The paper is paywalled, but the Supp clades novel group and Rozella into “Cryptomycota: organisms that branch with the fungi but putatively grow and develop without synthesizing a chitin-rich cell wall and therefore appear to lack this classically defining fungal feature.” [Supp fig 1.]
Also, the Supp Fig 6 have a life cycle of LKM11-01 tagged for chitin “depicting the absence of a chitinous cell wall from LKM11-01 cryptomycota cells during the cyst, flagellate, and attached stages of the lifecycle”. Apparently this is part of the environmental clade detected with Rozella, see Lara E, etal. The Environmental Clade LKM11 and Rozella Form the Deepest Branching Clade of Fungi, Protist(2009), doi:10.1016/j.protis.2009.06.005.
That same paper indeed claims “Subsequently, the parasite [“Rozella morphospecies”] eventually induces the host to create a cell wall that will surround the parasite’s future sporangium; the parasite never builds its own cell wall.”
[Disclaimer: Layman, with some astrobiology interest.]
In their tree, Rozella appears *within* the new Cryptomycota, but part of a mysterious subclade of environmental sequences that are indeed fairly deep branching.
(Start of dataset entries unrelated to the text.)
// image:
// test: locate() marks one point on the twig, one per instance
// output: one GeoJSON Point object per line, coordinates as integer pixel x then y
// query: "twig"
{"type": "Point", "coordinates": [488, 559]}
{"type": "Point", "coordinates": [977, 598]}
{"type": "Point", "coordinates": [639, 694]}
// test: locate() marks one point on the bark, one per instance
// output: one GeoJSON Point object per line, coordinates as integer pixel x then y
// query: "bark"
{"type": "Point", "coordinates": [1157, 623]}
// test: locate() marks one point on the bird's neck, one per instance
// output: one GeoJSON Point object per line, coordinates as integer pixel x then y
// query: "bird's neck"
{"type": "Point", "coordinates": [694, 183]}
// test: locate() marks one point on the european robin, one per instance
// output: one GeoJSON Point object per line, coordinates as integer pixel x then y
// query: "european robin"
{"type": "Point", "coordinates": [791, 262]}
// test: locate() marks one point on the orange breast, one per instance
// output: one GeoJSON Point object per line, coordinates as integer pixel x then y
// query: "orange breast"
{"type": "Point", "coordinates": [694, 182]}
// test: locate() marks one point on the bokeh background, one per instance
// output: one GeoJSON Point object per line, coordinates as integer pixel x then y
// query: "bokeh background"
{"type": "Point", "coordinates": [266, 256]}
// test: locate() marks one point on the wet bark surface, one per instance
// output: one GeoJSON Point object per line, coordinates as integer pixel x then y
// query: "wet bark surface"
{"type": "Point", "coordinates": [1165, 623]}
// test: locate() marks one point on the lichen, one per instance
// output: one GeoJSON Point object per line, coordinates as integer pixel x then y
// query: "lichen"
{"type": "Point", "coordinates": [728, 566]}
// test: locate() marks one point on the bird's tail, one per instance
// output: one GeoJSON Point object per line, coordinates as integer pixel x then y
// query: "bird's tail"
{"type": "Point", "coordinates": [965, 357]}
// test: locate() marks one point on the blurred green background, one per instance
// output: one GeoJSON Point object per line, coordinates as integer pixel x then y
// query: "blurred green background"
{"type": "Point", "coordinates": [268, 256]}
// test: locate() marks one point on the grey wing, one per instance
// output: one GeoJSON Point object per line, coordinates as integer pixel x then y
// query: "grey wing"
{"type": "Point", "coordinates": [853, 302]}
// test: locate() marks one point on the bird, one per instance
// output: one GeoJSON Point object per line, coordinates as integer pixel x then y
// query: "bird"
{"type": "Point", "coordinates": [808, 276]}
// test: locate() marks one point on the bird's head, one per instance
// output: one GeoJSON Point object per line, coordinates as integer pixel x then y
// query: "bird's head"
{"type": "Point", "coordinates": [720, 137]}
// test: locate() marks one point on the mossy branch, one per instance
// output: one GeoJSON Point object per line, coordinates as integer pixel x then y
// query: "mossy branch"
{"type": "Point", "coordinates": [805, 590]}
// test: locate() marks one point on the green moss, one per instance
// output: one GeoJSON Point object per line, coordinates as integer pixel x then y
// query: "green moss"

Especially if Rozella secondarily acquired a chitinous wall, it can be anywhere, not necessarily basal.
New phyla/’kingdoms’ get discovered all the time, though usually they’re not as close to things we all know about so no one really cares. [Pico]biliphytes are a recently discovered (2007 I think) very *deep* sizeable clade of teeny tiny planktonic eukaryotes, and we don’t even know whether or not they’re photosynthetic. There’s also a bunch of cryptic deep branching stuff that’s in certain evolutionarily relevant places, but those areas of eukaryotic phylogeny seldom attract taxonomists so they don’t ever get a “new kingdom!!1!” status.
I wouldn’t be too shocked if there’s more stuff there between Nucleariids and fungi sensu stricto… awesome finding nevertheless!
Actually, Rozella might be sister – just noticed the Cryptomycota + Rozella et al. clade has rather meh support at that node…
Paywalls, the bane of science communication. I can send you the .pdf if you like.
As Psi said above, the Rozella branch doesn’t have very strong support, so it may be part of or sister to Cryptomycota. Right now it’s excitingly ambiguous.
I love the whole invisible biosphere stuff. the tree of life could be orders of magnitude bigger than anyone ever realized. Pity they’re all so small.